One evening I took him to a gallery opening. We bundled him into a taxi and drove to a small gallery in Beaubourg, near Les Halles. Greeted as an honored guest, he held court with a small crowd of well-wishers, outshining the artist on exhibition. Gerald was surrounded by his Parisian friends.
We shared a lot of meals then. We’d gossip about all kinds of things: life, art, books, people we knew. He talked of his long mentorship with Joseph Campbell. During that time Gerald would bring his latest ideas and sketches to Campbell and they’d talk about what the focus should be on a particular passage in the myth. Afterwards, as Gerald would explain, “Joe would ask me if I wanted a drink, ‘straight up or ruined,’ he’d say.”
There was a history between us. I’d met him back in 1976 when I was apprenticing with Mercer Mayer. We saw each other during various stages of our lives, tumultuous relationships and careers, moving from Connecticut to California (me to Redding, him to Los Angeles), and our latest writing and illustrating projects. We’d meet at trade shows and conferences and swap stories, sharing a coffee in L.A., a glass of wine in Redding, or a margarita on Cinco de Mayo in San Diego.
He was a fighter, always in the midst of reinventing himself. In the shifting landscape of children’s literature, he shifted as well. Each myth he illustrated encapsulated the essence of each culture, but always with atypical mediums: pen and ink, pastel, colored pencil, watercolor, collage, fabric paint. He began as a filmmaker, then moved to picture books, and, in the last few years, theater.
It was when I moved to Paris that I saw another, deeper creative side to Gerald. He was researching a book, poking around the old rooms of the Musée de Cluny. He discovered, or rediscovered, Odilon Redon on a visit to the Musée d’Orsay. He experimented with some printmaking as well.
But most of all he was a storyteller. He was one of the few artists living that continued the venerable tradition of passing on the old stories from generation to generation. He captured the heart and soul of each myth he illustrated. His writing process was jotting down a few lines of the myth and then walking around the room reciting them over and over again, changing the words slightly here and there and listening to them until they was distilled down to only a few, grasping the heart of the myth in its simplest form. Then he’d create the art, borrowing symbols and images from the myth’s culture. But there would always be some part of Gerald in there, some wink or nod that said, “This is serious stuff, but not too serious. Let’s have some fun.”

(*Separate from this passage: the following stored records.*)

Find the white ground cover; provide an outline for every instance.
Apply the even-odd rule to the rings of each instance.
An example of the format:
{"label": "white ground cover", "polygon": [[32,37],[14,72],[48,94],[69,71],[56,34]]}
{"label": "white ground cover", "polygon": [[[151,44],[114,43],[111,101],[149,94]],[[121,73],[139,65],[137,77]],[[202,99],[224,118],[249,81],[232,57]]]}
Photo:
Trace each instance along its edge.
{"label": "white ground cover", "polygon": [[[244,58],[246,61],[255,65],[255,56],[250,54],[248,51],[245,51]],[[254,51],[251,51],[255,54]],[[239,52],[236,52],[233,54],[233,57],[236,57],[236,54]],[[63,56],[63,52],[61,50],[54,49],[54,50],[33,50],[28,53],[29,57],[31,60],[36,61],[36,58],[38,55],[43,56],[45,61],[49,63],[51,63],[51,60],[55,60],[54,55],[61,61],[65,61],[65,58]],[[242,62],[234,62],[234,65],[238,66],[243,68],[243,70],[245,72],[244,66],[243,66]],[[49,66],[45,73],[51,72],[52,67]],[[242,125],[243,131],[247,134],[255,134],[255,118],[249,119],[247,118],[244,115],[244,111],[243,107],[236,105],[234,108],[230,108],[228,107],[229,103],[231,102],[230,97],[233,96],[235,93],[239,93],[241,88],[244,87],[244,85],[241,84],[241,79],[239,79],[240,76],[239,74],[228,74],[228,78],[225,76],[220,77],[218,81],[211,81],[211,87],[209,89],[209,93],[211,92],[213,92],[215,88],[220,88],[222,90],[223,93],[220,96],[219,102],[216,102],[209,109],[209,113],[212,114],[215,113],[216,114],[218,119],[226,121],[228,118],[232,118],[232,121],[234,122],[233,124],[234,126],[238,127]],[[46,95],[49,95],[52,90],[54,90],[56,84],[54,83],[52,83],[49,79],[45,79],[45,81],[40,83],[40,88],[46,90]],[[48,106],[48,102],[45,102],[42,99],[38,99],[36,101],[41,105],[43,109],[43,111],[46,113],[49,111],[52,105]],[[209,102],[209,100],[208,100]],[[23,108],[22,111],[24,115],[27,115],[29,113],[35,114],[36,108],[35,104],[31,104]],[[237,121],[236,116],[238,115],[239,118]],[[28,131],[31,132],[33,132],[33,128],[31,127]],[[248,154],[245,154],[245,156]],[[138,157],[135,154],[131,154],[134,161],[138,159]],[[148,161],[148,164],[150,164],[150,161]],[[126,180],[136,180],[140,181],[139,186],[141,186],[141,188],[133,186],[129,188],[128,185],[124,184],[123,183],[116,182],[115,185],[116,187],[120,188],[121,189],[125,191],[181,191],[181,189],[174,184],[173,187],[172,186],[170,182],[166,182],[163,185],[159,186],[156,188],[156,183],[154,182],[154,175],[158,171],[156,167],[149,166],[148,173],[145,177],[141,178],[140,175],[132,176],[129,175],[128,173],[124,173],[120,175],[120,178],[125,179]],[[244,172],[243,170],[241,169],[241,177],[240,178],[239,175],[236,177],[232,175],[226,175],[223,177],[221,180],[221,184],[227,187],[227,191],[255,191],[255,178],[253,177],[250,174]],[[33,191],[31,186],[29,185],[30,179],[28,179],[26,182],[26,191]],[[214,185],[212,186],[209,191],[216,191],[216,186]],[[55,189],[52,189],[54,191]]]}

My last e-mail from him was in October where he was convalescing with a view of the Sandia Mountains in his beloved New Mexico (“although I still can’t figure out why the Spaniards called them ‘watermelons,’” he wrote). He still looked forward to his “bonne vie Française.” He loved Paris, even with its lopsided sidewalks and inability to tolerate the handicapped. He felt at home there.
I’ll miss him.
And not only during the months with an “r.”